The panel discussion during Cancer Crosslinks 2019 was about the need to implement precision diagnostic methods in Norwegian health care. In the panel from the left: Kristin Vinje, Vice-Dean at the Faculty of Mathematics and Natural Sciences, University of Oslo, Bjørn Tore Gjertsen (hidden in picture), Professor at Haukeland University Hospital and University of Bergen, Hege G. Russnes, Senior Consultant and Researcher at Oslo University Hospital, Ola Myklebost, Professor at University of Bergen and Christian Kersten, Senior Consultant at Center for Cancer Treatment, Sørlandet Hospital. All photos: Fullscreen Visuals

Getting genomics into healthcare: look to the UK

Discussing health care at Cancer Crosslinks 2019

During Cancer Crosslinks 2019, one thing was crystal clear: there is a need to include broader genomic testing into treatments for cancer patients in Norway.

“We are lacking behind here in Norway!”

Professor Ola Myklebost, from the Department of Clinical Science at the University of Bergen, was definitely ready for action in the panel debate at Cancer Crosslinks 2019, fittingly named “Call for Action”.

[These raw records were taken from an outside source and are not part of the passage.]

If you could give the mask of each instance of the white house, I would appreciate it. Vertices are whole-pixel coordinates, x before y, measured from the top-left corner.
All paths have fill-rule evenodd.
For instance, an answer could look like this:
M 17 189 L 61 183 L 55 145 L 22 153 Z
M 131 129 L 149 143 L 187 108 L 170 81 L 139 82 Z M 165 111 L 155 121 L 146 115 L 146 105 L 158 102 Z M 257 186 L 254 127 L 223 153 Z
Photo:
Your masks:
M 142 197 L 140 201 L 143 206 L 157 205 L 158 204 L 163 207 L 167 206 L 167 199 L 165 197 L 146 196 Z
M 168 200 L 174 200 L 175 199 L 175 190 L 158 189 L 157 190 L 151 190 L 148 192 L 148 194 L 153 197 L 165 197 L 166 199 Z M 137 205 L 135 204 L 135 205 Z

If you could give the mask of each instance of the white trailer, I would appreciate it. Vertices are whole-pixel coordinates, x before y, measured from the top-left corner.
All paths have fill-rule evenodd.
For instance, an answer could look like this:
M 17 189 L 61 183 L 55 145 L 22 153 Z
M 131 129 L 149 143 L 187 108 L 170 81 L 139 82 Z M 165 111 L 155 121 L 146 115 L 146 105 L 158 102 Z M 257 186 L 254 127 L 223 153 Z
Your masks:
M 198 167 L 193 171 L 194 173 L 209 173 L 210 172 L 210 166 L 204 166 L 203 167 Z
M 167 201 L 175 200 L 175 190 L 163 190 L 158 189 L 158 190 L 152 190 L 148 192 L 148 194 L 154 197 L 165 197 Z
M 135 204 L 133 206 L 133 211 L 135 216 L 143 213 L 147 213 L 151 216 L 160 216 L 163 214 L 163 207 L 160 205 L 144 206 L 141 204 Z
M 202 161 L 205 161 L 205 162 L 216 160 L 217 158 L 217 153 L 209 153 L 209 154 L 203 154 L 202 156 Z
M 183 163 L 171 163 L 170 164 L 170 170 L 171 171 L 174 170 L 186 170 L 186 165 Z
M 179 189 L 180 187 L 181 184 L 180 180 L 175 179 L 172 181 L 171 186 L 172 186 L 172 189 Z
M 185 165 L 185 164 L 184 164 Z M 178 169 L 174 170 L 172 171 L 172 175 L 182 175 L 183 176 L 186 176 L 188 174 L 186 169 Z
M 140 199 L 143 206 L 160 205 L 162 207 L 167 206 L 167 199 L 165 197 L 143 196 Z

The panel and the audience of about 300 people had just listened to the talk given by James Peach. He is the Precision Medicine Lead at UK Medicines Discovery Catapult, Alderly Park, and prior to this, he was the Managing Director at the main programme for Genomics England from 2013 to 2017 and led the UK’s Stratified Medicines Program.

Peach told the audience how they have been implementing precision medicine into the public health care system (NHS) in the UK, using genomic testing, during the last decade. He demonstrated how the industry is part of this public endeavour, how political support and investment contributed to industry development, and how they addressed complex issues like sharing health data and using artificial intelligence.

It started with very little.

“In 2010, we had no structure”, Peach told the audience.

 

James Peach presenting at Cancer Crosslinks 2019

Sequencing 100,000 genomes

Thanks to all the British cancer patients who consented to Genomics England using their data, and a lot of common public-private efforts, Genomics England has now reached its goal of sequencing 100,000 whole genomes from NHS patients, according to their webpage. It takes a lot to accomplish this number, but luckily there are things to learn from the UK effort.

“Circulating tumour DNA testing is absolutely necessary”, Peach said from the podium.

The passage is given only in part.